# Trumak classic to ninja



## squirrel squasher (May 17, 2013)

Before I got the slingshot deseise I got this at a garage sale for $1. The plastic grip was torn so I removed it and replaced it with duck tape and shoelace. Then of coarse ninja black paint and that is it. This is my most accurate, but I hate those daisy tubes, so I'm thing about some dankunk tubes. What size do I need to go over the prong?


----------



## Davidka (Jun 8, 2013)

Green TB fit over my Trumark FS1 like they were made for each other.


----------



## PorkChopSling (Jan 17, 2013)

you should try the 5080, will fit over the prongs, no problem. that's what i use on my pronged ones, works great and not all stiff like the daisy's.


----------



## squirrel squasher (May 17, 2013)

Will 580 shoot 1/2 inch steel good?


----------



## DaveSteve (May 16, 2012)

I would suspect that TT green or 5080 are on the high side for 12mm steel.


----------



## squirrel squasher (May 17, 2013)

Ok, I can't get hand slaps with this so ill get 3060


----------



## DaveSteve (May 16, 2012)

I shoot my 12 mm steel with simple shot's large tubing.
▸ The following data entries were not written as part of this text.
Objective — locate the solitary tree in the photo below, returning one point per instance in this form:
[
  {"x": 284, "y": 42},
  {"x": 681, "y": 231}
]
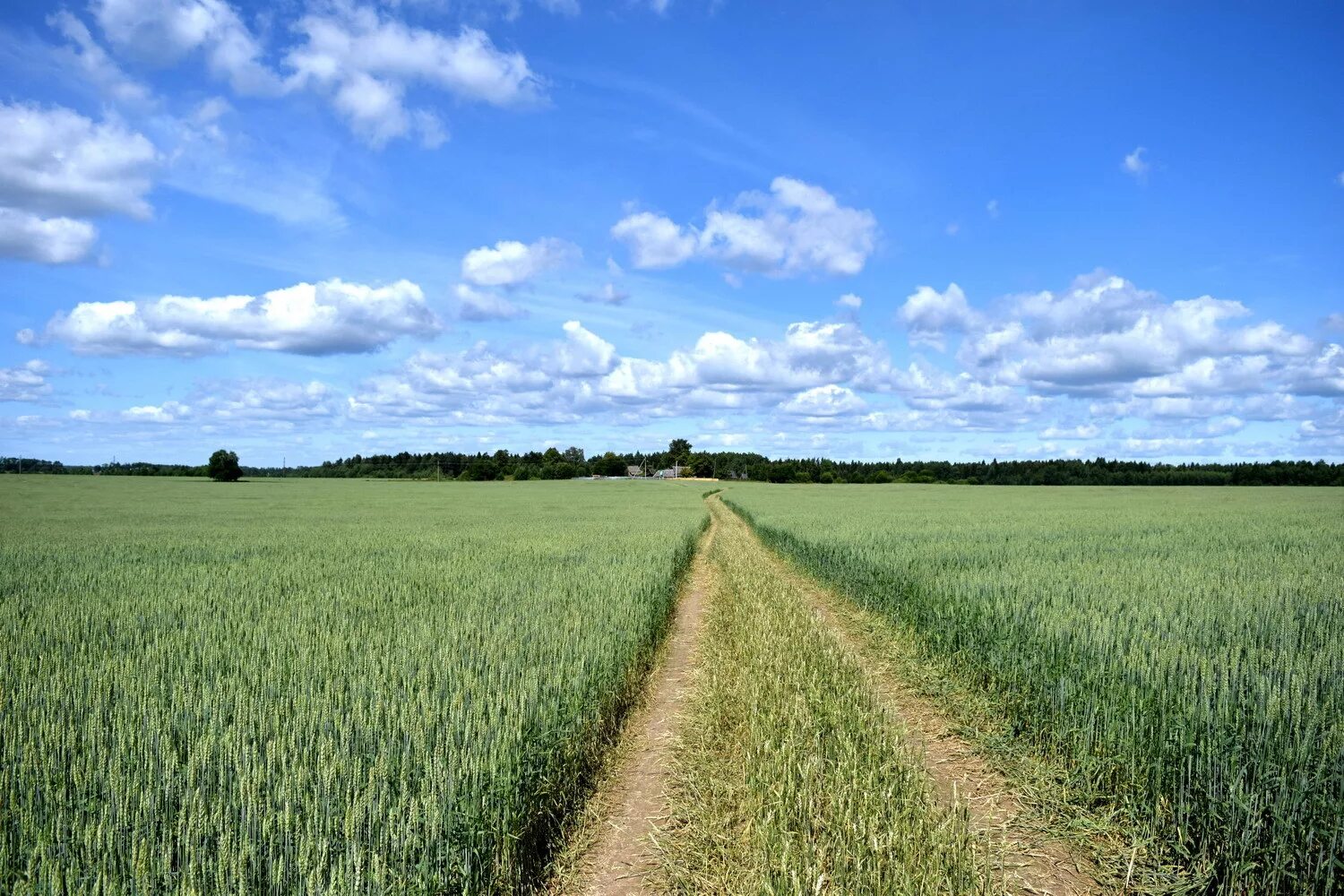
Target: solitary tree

It does really well.
It equals about 4070. 
http://www.simple-shot.com/collections/hygenic-corporation/products/dipped-latex-tubing


----------



## Aussie Allan In Thailand (Jan 28, 2013)

I personally use 40/70's, and have found them excellent slipped all the way down to the handles, the zip tied at the handles.

As they have great power and speed, for practically anything, light to heavy.

Although my shooters like that are as old as the hills; given now I am into much more modern stuff, but being round steel they still shoot just fine when I use them for fun.

Cheers Allan


----------